Entre os preparativos para uma cirurgia, o mais conhecido é manter o jejum. Mas não comer ou beber por um longo período pode ser mais uma fonte de preocupação e estresse, principalmente quando o paciente é uma criança. Pensando nos impactos negativos do jejum, as especialistas em nutrição clínica materno-infantil Amanda Braga, Ane Gabriele do Carmo e Gabriela da Cunha, do Instituto da Criança e do Adolescente (ICr) do Hospital das Clínicas (HC) da Faculdade de Medicina da USP (FMUSP), demonstraram que diminuir o tempo de jejum pré-operatório traz resultados positivos para a saúde física e psicológica de pacientes pediátricos.
O jejum antes das cirurgias é recomendado há bastante tempo como uma forma de evitar complicações respiratórias relacionadas a vômitos e aspiração do conteúdo do estômago. No entanto, com o avanço da ciência e das técnicas de anestesia, a opção na maior parte dos casos é abreviar o tempo de jejum com alimentos que deixam poucos resíduos no sistema digestório – estômago e intestinos, principalmente.
A abreviação de jejum pré-operatório é uma prática que consiste em oferecer líquidos claros sem resíduos e ricos em carboidratos – como gelatina, água de coco ou chás – no intuito de acelerar a recuperação após cirurgias e evitar os efeitos do jejum prolongado, como queda do açúcar no sangue e da pressão arterial, desidratação e irritabilidade. Os líquidos podem ser oferecidos mais de uma vez e até uma hora antes do procedimento cirúrgico
Além disso, a prática pode evitar que o paciente entre em um quadro de catabolismo, quando as reservas do corpo começam a ser degradadas para garantir o seu bom funcionamento, um processo comum ao organismo, mas que pode prejudicar a recuperação.
Muitas crianças submetidas a cirurgias já têm doenças crônicas, que acentuam os processos catabólicos, como o câncer. Ou seja, um jejum prolongado pode colocá-las em uma condição nutricional vulnerável, o que afeta também a recuperação. “Existe o risco de complicações na indução anestésica. O paciente pode ter uma queda de pressão durante a indução anestésica [devido ao jejum] e o procedimento é cancelado”, diz Amanda Braga, destacando os efeitos durante a cirurgia.

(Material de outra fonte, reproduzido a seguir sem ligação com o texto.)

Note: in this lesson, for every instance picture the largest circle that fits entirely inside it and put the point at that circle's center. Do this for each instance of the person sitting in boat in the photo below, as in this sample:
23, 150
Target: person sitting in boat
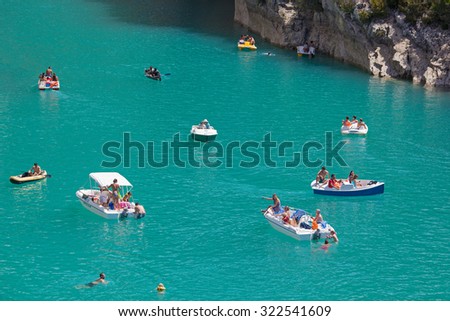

Apesar dos benefícios, “nos aprofundando sobre o tema, vimos que existe uma carência tanto na prática da abreviação do jejum, quanto no conhecimento dos seus benefícios ”, conta ela. Entre os obstáculos para a disseminação, está a resistência das equipes dos hospitais e da própria família.
A pesquisa foi produzida como trabalho de conclusão da especialização em nutrição materno-infantil, realizada no ICr. No artigo, publicado na Revista de Cirurgia Pediátrica, as pesquisadoras fazem uma revisão, para trazer uma visão ampla sobre a eficácia e a segurança da abreviação de jejum. “Os estudos permitem que a gente infira que a prática é tão segura quanto necessária para evitar os riscos à saúde”, diz.